Analyst Ratings January 23, 2026

BofA Uplifts Wabtec Price Target Following Norfolk Southern Locomotive Deal

Boosted by a sizable order and promising acquisitions, analysts maintain confidence in Wabtec’s growth trajectory

By Hana Yamamoto WAB
BofA Uplifts Wabtec Price Target Following Norfolk Southern Locomotive Deal
WAB

BofA Securities increased its price target for Wabtec Inc. to $263 from $253, maintaining a Buy rating, citing a significant locomotive order from Norfolk Southern and robust revenue gains.

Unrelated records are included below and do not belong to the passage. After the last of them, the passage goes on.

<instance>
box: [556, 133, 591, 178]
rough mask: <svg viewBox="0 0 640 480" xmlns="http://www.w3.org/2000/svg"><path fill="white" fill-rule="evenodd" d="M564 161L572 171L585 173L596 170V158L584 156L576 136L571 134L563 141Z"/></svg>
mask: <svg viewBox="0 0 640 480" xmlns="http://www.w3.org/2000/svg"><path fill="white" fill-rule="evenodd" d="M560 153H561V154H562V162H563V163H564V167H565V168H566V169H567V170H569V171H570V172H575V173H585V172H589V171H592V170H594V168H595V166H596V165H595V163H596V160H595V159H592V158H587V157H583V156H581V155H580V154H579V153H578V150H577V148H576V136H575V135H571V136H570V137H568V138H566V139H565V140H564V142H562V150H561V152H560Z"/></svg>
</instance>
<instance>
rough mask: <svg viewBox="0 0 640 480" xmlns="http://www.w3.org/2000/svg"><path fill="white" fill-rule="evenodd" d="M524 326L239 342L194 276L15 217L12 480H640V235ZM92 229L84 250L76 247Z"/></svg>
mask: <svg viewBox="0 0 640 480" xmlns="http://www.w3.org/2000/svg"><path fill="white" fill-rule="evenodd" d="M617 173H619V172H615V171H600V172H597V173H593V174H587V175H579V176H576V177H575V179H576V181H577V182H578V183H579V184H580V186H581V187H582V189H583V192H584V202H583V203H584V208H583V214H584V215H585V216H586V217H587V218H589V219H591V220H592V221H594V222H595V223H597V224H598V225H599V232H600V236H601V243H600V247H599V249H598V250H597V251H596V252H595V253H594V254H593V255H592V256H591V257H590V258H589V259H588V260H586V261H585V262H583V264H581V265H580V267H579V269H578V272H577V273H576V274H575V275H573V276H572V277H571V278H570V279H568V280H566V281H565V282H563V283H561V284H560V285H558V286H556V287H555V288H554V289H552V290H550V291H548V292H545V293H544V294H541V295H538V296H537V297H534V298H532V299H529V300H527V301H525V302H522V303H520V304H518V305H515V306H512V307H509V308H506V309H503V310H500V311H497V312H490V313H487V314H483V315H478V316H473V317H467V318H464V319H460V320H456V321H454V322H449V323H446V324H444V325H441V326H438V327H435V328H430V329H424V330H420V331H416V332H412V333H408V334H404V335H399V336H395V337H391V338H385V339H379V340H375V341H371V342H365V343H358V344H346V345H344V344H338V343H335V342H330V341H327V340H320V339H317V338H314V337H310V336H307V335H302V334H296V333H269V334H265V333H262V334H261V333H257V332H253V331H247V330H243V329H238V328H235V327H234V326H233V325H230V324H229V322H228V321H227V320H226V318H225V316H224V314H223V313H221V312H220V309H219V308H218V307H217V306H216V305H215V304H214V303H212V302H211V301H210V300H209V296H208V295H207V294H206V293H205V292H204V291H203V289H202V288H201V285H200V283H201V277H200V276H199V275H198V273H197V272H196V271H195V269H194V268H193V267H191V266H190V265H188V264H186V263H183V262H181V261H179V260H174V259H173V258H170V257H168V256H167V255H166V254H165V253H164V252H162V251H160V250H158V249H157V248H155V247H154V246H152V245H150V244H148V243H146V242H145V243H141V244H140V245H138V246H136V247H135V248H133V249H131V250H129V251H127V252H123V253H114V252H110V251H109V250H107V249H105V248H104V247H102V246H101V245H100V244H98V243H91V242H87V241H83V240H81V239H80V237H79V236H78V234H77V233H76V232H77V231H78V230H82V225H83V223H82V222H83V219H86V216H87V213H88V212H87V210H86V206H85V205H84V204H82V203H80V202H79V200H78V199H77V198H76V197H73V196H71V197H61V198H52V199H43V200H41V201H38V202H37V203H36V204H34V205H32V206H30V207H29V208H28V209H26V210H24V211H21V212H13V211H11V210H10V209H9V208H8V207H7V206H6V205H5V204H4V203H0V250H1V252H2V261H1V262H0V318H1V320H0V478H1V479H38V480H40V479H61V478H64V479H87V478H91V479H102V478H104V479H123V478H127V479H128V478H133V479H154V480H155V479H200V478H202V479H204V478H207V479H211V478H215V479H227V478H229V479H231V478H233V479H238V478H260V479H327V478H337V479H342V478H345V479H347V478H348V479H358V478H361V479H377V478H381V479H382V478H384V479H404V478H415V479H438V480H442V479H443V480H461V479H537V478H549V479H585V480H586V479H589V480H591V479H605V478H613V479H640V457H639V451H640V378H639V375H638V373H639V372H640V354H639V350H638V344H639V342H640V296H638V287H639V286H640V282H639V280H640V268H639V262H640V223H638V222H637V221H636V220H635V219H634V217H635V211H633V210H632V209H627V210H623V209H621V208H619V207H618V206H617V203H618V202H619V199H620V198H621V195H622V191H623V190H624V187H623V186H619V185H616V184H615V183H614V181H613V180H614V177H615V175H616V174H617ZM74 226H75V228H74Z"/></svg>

Wabtec secured a 40-locomotive deal valued at several billion dollars, reflecting the railroad’s first such purchase since 2022, with deliveries planned for late 2026. Additional contracts and strategic acquisitions boost prospects for long-term expansion.

Key Points

  • BofA Securities raised Wabtec’s price target to $263, representing a 14% increase from current levels, with a Buy rating maintained.
  • Norfolk Southern’s purchase of 40 advanced Tier 4 locomotives from Wabtec marks the railroad’s first locomotive acquisition since 2022, with deliveries expected by mid-2026.
  • Wabtec expands its footprint with a $386 million order from New York’s Metropolitan Transportation Authority and completes acquisition of Frauscher Sensor Technology, enhancing technological capabilities in train detection and control.

Bank of America Securities has revised upward its price target for Wabtec Corporation (NYSE:WAB), raising it to $263 from the previous $253, reaffirming a Buy recommendation on the stock. This revised valuation suggests a 14% potential gain over the current trading price, recently hovering around $230.43. The stock has been performing near its annual peak of $235.05, reflecting strong investor interest in the transportation equipment manufacturer that holds a market capitalization of approximately $39.39 billion.

The revaluation follows Norfolk Southern’s procurement of 40 ES44AC Tier 4 locomotives from Wabtec, marking Norfolk Southern’s first locomotive order since 2022. The delivery of these units is slated for the latter half of 2026. Based on data from InvestingPro, Wabtec has exhibited steady revenue growth, achieving a 4.4% increase over the past twelve months to reach total revenue of $10.79 billion.

Norfolk Southern’s acquisition will expand its current locomotive fleet by about 2.5%, considering the railroad operates roughly 1,600 high-horsepower locomotives. The newly ordered units incorporate advanced control systems, providing capabilities such as real-time remote diagnostics and live operational monitoring. Additionally, these locomotives promise enhancements in fuel efficiency, reduced operational expenditures, decreased emissions, and elevated reliability, offering multiple benefits to the railroad’s operational infrastructure.

The order, formally placed in the third quarter of 2025, is already factored into Wabtec’s backlog figures, according to Bank of America’s research note.

Further strengthening its market position, Wabtec has secured a substantial $386 million contract with New York’s Metropolitan Transportation Authority to supply additional R255 hybrid battery-diesel work locomotives. This contract supports the MTA’s broader Capital Plan aimed at modernizing the urban transit network’s asset base. In parallel, Wabtec completed the acquisition of Frauscher Sensor Technology Group GmbH, a firm specializing in train detection and control solutions, for €675 million in cash. Frauscher is projected to generate revenues in the vicinity of €145 million in 2025.

Reflecting the positive market sentiment, Wolfe Research upgraded Wabtec’s stock rating from Peerperform to Outperform, motivated by expectations of accelerated organic growth starting in 2026. In addition, Bank of America Securities has maintained its Buy rating with a price target set at $233, noting ongoing opportunities tied to the modernization of the North American locomotive fleet. These actions underline Wabtec’s strategic initiatives and the analyst community’s confidence in its future growth potential.

Risks

  • Delivery of locomotives is scheduled for the second half of 2026, introducing timeline risks associated with manufacturing and supply chain challenges.
  • Wabtec’s growth projections rely on successful integration of Frauscher Sensor Technology, with potential revenue and operational synergies dependent on execution.
  • Market valuations carry risk as the stock is trading near its 52-week high, making it sensitive to fluctuations in transportation and manufacturing sector conditions.